Cet article est extrait de l'ouvrage Larousse « Dictionnaire de la peinture ».

Peintre belge (Bruxelles 1886  – id. 1981).

Après ses études à l'académie Saint-Joest-ten Noode, où il s'inscrit en 1903, Jos Albert va connaître de 1909 à 1918 des débuts marqués par l'Impressionnisme et le Fauvisme. Intérieur de 1914 le montre influencé par l'art de Rik Wouters : il est proche à ce moment du groupe des Fauves brabançons et participe en 1914 au dernier Salon de la libre esthétique à Bruxelles. Il connaît ensuite une période marquée par le Cubisme, au cours de laquelle, sans perdre la référence au sujet, il s'attache à la construction de l'image et assombrit sa palette (Nature morte aux poissons, 1922, musée de Grenoble). En 1923, il expose à la gal. le Centaure à Bruxelles mais, passé cette date, il adopte une manière réaliste qu'il ne va plus quitter.

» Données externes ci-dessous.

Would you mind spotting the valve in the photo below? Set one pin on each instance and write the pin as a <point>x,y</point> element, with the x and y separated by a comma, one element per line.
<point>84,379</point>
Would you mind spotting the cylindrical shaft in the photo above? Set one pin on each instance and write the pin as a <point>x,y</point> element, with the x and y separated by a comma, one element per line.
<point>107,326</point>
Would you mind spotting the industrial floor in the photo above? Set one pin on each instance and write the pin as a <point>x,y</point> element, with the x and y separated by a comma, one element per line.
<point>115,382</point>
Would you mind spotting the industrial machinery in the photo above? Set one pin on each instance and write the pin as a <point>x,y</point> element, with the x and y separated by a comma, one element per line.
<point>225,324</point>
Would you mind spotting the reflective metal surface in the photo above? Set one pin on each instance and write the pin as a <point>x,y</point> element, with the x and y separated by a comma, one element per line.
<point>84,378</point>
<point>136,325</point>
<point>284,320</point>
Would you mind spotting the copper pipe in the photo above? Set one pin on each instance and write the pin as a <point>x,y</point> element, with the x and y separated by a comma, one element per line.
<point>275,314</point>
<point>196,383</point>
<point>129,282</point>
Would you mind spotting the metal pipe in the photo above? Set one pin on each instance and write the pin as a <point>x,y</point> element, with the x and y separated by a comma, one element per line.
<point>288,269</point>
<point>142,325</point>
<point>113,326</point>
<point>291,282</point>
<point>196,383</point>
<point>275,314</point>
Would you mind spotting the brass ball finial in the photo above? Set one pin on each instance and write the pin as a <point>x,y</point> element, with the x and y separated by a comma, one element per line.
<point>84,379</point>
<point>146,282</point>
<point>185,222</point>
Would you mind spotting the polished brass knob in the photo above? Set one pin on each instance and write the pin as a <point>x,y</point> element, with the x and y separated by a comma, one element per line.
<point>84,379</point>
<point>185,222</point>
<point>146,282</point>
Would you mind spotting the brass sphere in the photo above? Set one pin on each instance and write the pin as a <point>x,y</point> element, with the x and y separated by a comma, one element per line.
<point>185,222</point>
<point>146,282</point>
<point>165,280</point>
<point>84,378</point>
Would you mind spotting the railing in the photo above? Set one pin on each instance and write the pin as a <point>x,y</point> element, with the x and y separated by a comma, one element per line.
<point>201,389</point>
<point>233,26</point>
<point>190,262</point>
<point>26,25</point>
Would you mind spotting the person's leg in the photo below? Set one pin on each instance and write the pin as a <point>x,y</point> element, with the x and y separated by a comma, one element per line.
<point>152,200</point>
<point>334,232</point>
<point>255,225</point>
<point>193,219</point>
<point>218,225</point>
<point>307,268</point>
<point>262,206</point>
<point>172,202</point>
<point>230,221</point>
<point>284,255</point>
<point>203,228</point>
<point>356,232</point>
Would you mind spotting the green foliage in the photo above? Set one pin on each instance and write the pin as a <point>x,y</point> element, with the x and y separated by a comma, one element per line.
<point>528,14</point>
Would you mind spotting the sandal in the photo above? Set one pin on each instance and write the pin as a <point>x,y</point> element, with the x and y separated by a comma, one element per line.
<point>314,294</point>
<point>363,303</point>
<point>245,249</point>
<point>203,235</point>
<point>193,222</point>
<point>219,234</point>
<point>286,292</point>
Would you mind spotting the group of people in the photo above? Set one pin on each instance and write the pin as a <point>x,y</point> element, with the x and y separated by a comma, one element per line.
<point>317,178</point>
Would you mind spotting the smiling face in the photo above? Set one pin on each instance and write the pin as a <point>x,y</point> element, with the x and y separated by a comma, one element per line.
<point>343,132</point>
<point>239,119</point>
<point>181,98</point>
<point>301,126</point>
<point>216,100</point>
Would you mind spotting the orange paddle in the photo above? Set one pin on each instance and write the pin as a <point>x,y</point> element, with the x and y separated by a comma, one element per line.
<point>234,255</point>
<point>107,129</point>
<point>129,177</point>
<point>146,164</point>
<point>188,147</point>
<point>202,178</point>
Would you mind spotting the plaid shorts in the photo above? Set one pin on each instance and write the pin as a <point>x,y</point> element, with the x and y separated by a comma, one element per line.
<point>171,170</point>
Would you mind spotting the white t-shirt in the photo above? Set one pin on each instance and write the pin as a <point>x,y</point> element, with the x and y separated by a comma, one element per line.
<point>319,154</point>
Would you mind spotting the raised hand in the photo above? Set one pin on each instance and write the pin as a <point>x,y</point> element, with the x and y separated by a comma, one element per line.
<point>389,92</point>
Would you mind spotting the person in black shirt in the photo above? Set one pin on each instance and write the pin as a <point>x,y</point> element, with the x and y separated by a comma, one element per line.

Peints de façon méticuleuse, ses sujets sont pris dans la vie quotidienne : natures mortes, scènes de genre (la ménagère, 1926, coll. part., Bruxelles), où resurgit la tradition flamande issue de Pieter Aertsen et de Joachim Beuckelaer, paysages qui se situent dans la lignée de Bruegel ainsi que de la peinture hollandaise du xviie siècle (Paysage brabançon, 1929, musée des Beaux-Arts de Gand ; Chemin à Grimbergen, 1944). Jos Albert est alors, avec toutes ses nuances personnelles, le représentant belge de la Neue Sachlichkeit et du Réalisme magique. La dernière partie de sa carrière reste franchement traditionnelle dans les sujets illustrés et la facture employée. En 1977, un Hommage à Jos Albert a été organisé aux Musées royaux des Beaux-Arts de Bruxelles. L'artiste est surtout représenté dans les musées belges.